Broader Implications and the Path Forward
The Deloitte report serves as a critical barometer for the pharmaceutical industry, revealing both exhilarating successes and persistent challenges. The GLP-1 boom undeniably injects a much-needed shot of optimism into R&D returns, demonstrating the immense value that truly innovative therapies can generate. These drugs are not just financial blockbusters; they represent a significant medical breakthrough with the potential to improve the health outcomes of millions suffering from obesity and related metabolic diseases.
However, the unprecedented concentration of value in GLP-1s presents a unique set of risks. An over-reliance on a single therapeutic class, even one as impactful as GLP-1s, raises questions about portfolio resilience in the face of future competition, patent expirations, or unforeseen regulatory changes. The industry’s long-term health depends on a diversified pipeline across multiple therapeutic areas, driven by consistent, sustainable innovation.
The escalating R&D costs and the slow, fragmented integration of AI further underscore the need for strategic shifts. To maintain and build upon the current momentum, pharmaceutical companies must move beyond pilot projects and embrace comprehensive, enterprise-wide AI strategies that can truly optimize drug discovery and development processes. This will involve significant investment in data infrastructure, talent acquisition, and cultural transformation to foster an environment where AI can unlock its full potential.

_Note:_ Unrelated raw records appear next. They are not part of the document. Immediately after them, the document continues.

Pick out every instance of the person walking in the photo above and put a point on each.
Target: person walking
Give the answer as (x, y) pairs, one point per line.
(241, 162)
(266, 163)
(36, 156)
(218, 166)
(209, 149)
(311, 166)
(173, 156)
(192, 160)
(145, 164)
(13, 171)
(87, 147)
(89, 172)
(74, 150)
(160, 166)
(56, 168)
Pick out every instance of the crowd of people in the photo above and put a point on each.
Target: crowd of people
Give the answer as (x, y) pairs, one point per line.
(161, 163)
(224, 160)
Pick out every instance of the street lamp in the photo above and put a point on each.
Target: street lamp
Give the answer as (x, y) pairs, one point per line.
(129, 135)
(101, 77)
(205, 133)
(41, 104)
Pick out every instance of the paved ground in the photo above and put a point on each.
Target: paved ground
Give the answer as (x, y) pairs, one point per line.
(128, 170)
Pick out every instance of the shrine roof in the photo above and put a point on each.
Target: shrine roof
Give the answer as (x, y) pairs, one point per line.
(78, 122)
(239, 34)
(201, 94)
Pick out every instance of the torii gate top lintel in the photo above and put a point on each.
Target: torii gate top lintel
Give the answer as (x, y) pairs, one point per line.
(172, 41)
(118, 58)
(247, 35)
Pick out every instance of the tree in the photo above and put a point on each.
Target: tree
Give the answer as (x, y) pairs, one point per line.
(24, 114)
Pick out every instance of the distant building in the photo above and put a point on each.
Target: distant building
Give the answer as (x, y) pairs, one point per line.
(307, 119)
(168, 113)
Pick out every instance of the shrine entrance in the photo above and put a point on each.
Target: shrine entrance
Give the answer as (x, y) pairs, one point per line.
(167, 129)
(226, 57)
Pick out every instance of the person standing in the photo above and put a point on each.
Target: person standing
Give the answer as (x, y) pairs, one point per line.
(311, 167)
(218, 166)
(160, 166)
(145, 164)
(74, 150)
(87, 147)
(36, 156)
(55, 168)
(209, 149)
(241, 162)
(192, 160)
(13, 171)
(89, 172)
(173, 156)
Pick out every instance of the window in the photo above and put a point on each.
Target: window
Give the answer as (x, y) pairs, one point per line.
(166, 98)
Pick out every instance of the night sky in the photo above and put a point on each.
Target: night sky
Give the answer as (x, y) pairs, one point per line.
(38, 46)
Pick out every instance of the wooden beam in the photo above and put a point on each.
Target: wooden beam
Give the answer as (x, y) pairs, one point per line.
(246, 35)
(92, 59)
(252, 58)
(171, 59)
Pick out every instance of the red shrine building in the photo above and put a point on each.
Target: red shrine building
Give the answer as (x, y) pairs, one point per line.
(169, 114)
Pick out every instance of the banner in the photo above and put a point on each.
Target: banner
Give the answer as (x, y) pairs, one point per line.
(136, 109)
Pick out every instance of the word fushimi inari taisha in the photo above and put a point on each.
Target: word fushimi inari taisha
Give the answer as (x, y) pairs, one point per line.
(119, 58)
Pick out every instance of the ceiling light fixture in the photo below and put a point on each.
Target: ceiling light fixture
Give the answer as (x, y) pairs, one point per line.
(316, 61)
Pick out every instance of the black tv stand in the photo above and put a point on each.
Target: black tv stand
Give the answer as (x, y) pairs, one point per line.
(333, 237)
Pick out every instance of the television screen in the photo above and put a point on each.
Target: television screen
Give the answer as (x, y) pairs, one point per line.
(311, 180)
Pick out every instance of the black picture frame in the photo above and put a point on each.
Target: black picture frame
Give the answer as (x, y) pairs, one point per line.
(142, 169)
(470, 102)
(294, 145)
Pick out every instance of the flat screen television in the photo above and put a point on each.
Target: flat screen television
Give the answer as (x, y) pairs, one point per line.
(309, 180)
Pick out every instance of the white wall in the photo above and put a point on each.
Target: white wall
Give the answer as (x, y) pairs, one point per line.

Ultimately, the “Navigating the GLP-1 Boom” report presents a complex picture of a pharmaceutical industry at a crossroads. While celebrating a remarkable period of innovation and commercial success driven by GLP-1s, it simultaneously issues a clear call to action for diversification, cost efficiency, and accelerated technological adoption to ensure a robust and sustainable future for pharmaceutical innovation beyond the current golden goose. The responsibility now lies with industry leaders to leverage the lessons from the GLP-1 success story while addressing the underlying challenges to foster a truly healthy and resilient R&D ecosystem for the benefit of patients worldwide.